Tools for dictionary analysis

In this and following sections we review various properties associated with a dictionary \(\mathcal{D}\) which are useful in understanding the behavior and capabilities of a dictionary.

We recall that a dictionary \(\mathcal{D}\) consists of a finite number of unit norm vectors in \(\CC^N\) called atoms which span the signal space \(\CC^N\). Atoms of the dictionary are indexed by an index set \(\Omega\). i.e.

\[\mathcal{D} = \{ d_{\omega} : \omega \in \Omega \}\]

with \(|\Omega| = D\) and \(N \leq D\) with \(\| d_{\omega} \|_2 = 1\) for all atoms.

The vectors \(x \in \CC^N\) can be represented by a synthesis matrix consisting of the atoms of \(\mathcal{D}\) by a vector \(\alpha \in \CC^D\) as

\[x = \DDD \alpha.\]

Note that we are using the same symbol \(\DDD\) to represent the dictionary as a set of atoms as well as the corresponding synthesis matrix.

We can write the matrix \(\DDD\) consisting of its columns as

\[\DDD = \begin{bmatrix} d_1 & \dots & d_D \end{bmatrix}\]

This shouldn’t be causing any confusion in the sequel. When we write the subscript as \(d_{\omega_i}\) where \(\omega_i \in \Omega\) we are referring to the atoms of the dictionary \(\mathcal{D}\) indexed by the set \(\Omega\), while when we write the subscript as \(d_i\) we are referring to a column of corresponding synthesis matrix. In this case, \(\Omega\) will simply mean the index set \(\{ 1, \dots, D \}\). Obviously \(|\Omega| = D\) holds still.

Often, we will be working with a subset of atoms in a dictionary. Usually such a subset of atoms will be indexed by an index set \(\Lambda \subseteq \Omega\). \(\Lambda\) will take the form of \(\Lambda \subseteq \{\omega_1, \dots, \omega_D\}\) or \(\Lambda \subseteq \{1, \dots, D\}\) depending upon whether we are talking about the subset of atoms in the dictionary or a subset of columns from the corresponding synthesis matrix.

We will need the notion of a sub-dictionary [Tro06] described below.

Definition

A sub-dictionary is a linearly independent collection of atoms. Let \(\Lambda \subset \{\omega_1, \dots, \omega_D\}\) be the index set for the atoms in the sub-dictionary. We denote the sub-dictionary as \(\DDD_{\Lambda}\). We also use \(\DDD_{\Lambda}\) to denote the corresponding matrix with \(\Lambda \subset \{1, \dots, D\}\).

Remark
A subdictionary is full rank.

This is obvious since it is a collection of linearly independent atoms.

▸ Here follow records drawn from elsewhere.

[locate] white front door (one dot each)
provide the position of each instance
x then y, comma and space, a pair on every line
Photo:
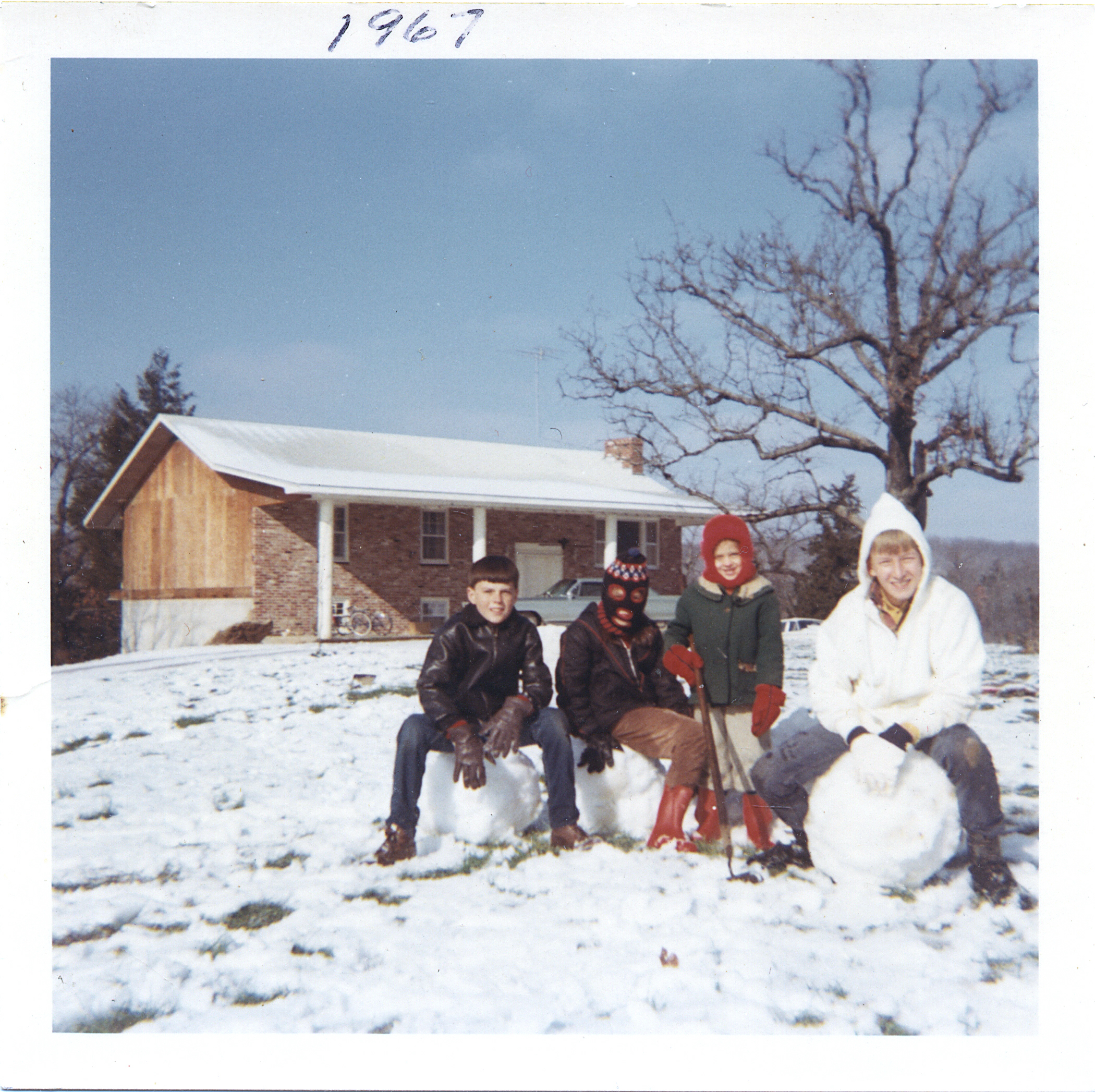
539, 566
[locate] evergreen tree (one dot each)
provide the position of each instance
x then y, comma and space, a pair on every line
87, 565
835, 551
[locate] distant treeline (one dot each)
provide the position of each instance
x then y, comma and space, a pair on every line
1001, 579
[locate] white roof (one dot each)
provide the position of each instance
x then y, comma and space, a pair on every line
388, 468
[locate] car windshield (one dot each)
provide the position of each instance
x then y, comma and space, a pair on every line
557, 591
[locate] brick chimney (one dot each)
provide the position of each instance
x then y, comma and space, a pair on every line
629, 451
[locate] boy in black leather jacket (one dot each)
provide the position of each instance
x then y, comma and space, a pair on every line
484, 690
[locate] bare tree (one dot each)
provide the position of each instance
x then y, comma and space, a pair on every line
863, 339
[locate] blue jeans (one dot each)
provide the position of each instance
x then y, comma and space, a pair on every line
781, 774
420, 735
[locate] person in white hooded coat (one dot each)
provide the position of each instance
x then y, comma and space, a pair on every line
898, 664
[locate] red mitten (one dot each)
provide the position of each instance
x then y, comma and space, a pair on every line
767, 707
683, 662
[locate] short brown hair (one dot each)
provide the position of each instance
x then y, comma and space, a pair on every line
493, 568
893, 541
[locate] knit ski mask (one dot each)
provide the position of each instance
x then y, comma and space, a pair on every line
717, 530
625, 592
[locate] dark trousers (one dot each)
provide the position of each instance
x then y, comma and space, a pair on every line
420, 735
782, 774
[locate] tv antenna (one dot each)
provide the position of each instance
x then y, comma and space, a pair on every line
539, 354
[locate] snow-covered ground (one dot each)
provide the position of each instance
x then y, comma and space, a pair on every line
215, 813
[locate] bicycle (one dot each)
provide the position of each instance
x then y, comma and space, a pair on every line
360, 623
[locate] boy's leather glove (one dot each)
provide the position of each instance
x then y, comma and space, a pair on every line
767, 707
683, 662
468, 756
598, 753
504, 730
878, 760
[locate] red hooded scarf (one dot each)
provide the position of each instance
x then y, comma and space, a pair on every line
717, 530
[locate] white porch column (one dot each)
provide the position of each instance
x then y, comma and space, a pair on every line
479, 533
324, 569
610, 536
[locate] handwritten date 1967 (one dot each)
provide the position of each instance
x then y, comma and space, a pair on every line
388, 20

For subdictionaries often we will say \(K = | \Lambda |\) and \(G = \DDD_{\Lambda}^H \DDD_{\Lambda}\) as its Gram matrix. Sometimes, we will also be considering \(G^{-1}\). \(G^{-1}\) has a useful interpretation in terms of the dual vectors for the atoms in \(\DDD_{\Lambda}\) [TRO04].

Let \(\{ d_{\lambda} \}_{\lambda \in \Lambda}\) denote the atoms in \(\DDD_{\Lambda}\). Let \(\{ c_{\lambda} \}_{\lambda \in \Lambda}\) be chosen such that

\[\langle d_{\lambda} , c_{\lambda} \rangle = 1\]

and

\[\langle d_{\lambda} , c_{\omega} \rangle = 0 \text { for } \lambda, \omega \in \Lambda, \lambda \neq \omega.\]

Each dual vector \(c_{\lambda}\) is orthogonal to atoms in the subdictionary at different indices and is long enough so that its inner product with \(d_{\lambda}\) is one. The dual system somehow inverts the sub-dictionary. In fact the dual vectors are nothing but the columns of the matrix \(B = (\DDD_{\Lambda}^{\dag})^H\). Now, a simple calculation:

\[B^H B = (\DDD_{\Lambda}^{\dag}) (\DDD_{\Lambda}^{\dag})^H = (\DDD_{\Lambda}^H \DDD_{\Lambda})^{-1} \DDD_{\Lambda}^H \DDD_{\Lambda} (\DDD_{\Lambda}^H \DDD_{\Lambda})^{-1} = (\DDD_{\Lambda}^H \DDD_{\Lambda})^{-1} = G^{-1}.\]

Therefore, the inverse Gram matrix lists the inner products between the dual vectors.

Sometimes we will be discussing tools which also apply for general matrices. We will use the symbol \(\Phi\) for representing general matrices. Whenever the dictionary is an orthonormal basis, we will use the symbol \(\Psi\).